Retórica Enganosa. Os adeptos do senhorio influenciaram muitos por sua retórica depreciativa e deturpação das visões da Livre Graça. Por exemplo, a posição da Livre Graça às vezes é chamada de posição de "sem senhorio", embora seus adeptos acreditem que o senhorio de Jesus Cristo é essencial para Sua provisão de salvação e santificação piedosa. A diferença é que os adeptos da Livre Graça não pensam que o compromisso com Jesus como o Mestre da vida de alguém seja a questão da salvação. A questão é crer em Jesus como Aquele que morreu pelos seus pecados, ressuscitou e garante a salvação eterna. O compromisso com Cristo como Mestre é uma questão de santificação (isto é, a vida cristã ou discipulado). Os adeptos do senhorio também fazem acusações de "crença fácil", o que é enganoso, pois ninguém diz que acreditar é fácil. É simples, mas não necessariamente fácil. Outra acusação depreciativa é que a visão da Livre Graça é "antinomiana" (sem lei) e dá aos crentes uma licença para pecar.
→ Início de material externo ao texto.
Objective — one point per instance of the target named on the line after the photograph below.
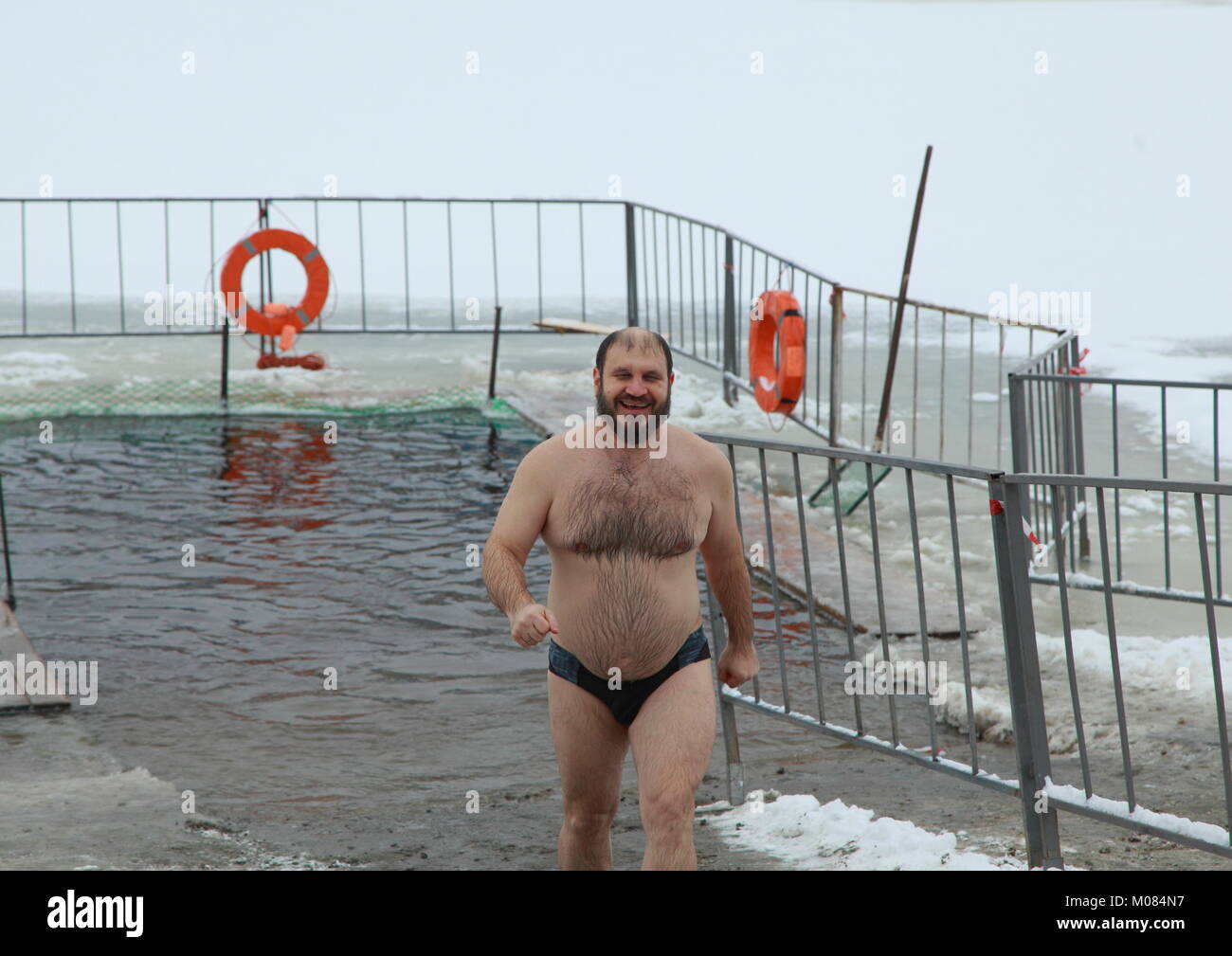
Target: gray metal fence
(816, 643)
(1071, 423)
(91, 267)
(697, 283)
Embora os adeptos da Livre Graça não acreditem que os cristãos estejam sob a Lei do Antigo Testamento, eles reconhecem os mandamentos do Novo Testamento com o entendimento de que esses mandamentos tornam os cristãos semelhantes a Cristo, mas não trazem ou provam a salvação. A posição da Livre Graça ensina que boas obras e santidade são o desejo de Deus para todo cristão.
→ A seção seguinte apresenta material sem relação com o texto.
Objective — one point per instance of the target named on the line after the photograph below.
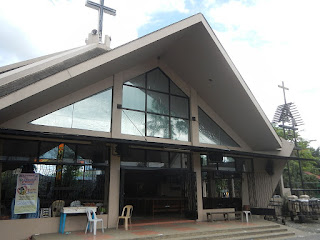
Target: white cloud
(43, 26)
(272, 41)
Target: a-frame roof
(189, 47)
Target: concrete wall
(23, 228)
(264, 184)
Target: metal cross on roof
(284, 91)
(101, 8)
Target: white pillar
(197, 170)
(117, 99)
(114, 190)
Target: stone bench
(226, 214)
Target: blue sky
(268, 40)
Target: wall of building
(260, 196)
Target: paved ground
(309, 230)
(151, 230)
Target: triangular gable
(192, 51)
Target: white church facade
(164, 123)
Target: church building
(164, 123)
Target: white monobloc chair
(126, 215)
(92, 221)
Ouvir dizer. As pessoas tendem a repetir a linguagem e a retórica passadas a elas sem avaliá-las teológica ou biblicamente. Provérbios como "Receba Jesus Cristo como seu Senhor e Salvador" e "Se Ele não é o Senhor de tudo, Ele não é o Senhor de forma alguma" tornaram-se parte da linguagem cristã popular. Normalmente, pouco se pensa nessas frases antes de serem usadas e repetidas. Usar essa linguagem não confirma alguém como Senhorio, mas certamente o empurra dessa maneira.
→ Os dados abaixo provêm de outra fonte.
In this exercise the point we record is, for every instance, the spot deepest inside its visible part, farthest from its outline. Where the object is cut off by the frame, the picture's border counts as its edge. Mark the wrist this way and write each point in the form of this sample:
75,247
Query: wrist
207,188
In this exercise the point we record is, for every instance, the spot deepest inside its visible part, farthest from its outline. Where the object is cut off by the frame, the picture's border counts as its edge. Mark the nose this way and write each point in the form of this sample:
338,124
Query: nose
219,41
Censura. Francamente, aqueles que ocupam uma posição de senhorio, especialmente os calvinistas reformados, têm muita influência. Essa posição domina a indústria editorial e as instituições acadêmicas e realiza grandes conferências populares entre os jovens adultos. Por mais feio que pareça, esse controle exclui propositalmente a perspectiva da Livre Graça dos fóruns, instituições e publicações acadêmicas e populares, então o Senhorio da Salvação floresce. A chamada "liberdade acadêmica" nem sempre é assim.

Conclusão

Todas essas razões podem ser reduzidas a uma: A incapacidade de compreender as riquezas completas do dom gratuito da graça de Deus leva muitos cristãos ao Senhorio da Salvação. A perspectiva deles implica que tal graça é boa demais para ser verdade, por isso requer de uma pessoa o compromisso com o senhorio de Jesus Cristo para ser salvo, permanecer salvo ou provar que alguém já foi salvo. A Livre Graça, por outro lado, aceita a natureza surpreendente e carente da graça salvadora de Deus e, portanto, ensina que a vida eterna só pode ser recebida através da resposta da fé, sem qualquer mérito por parte do pecador.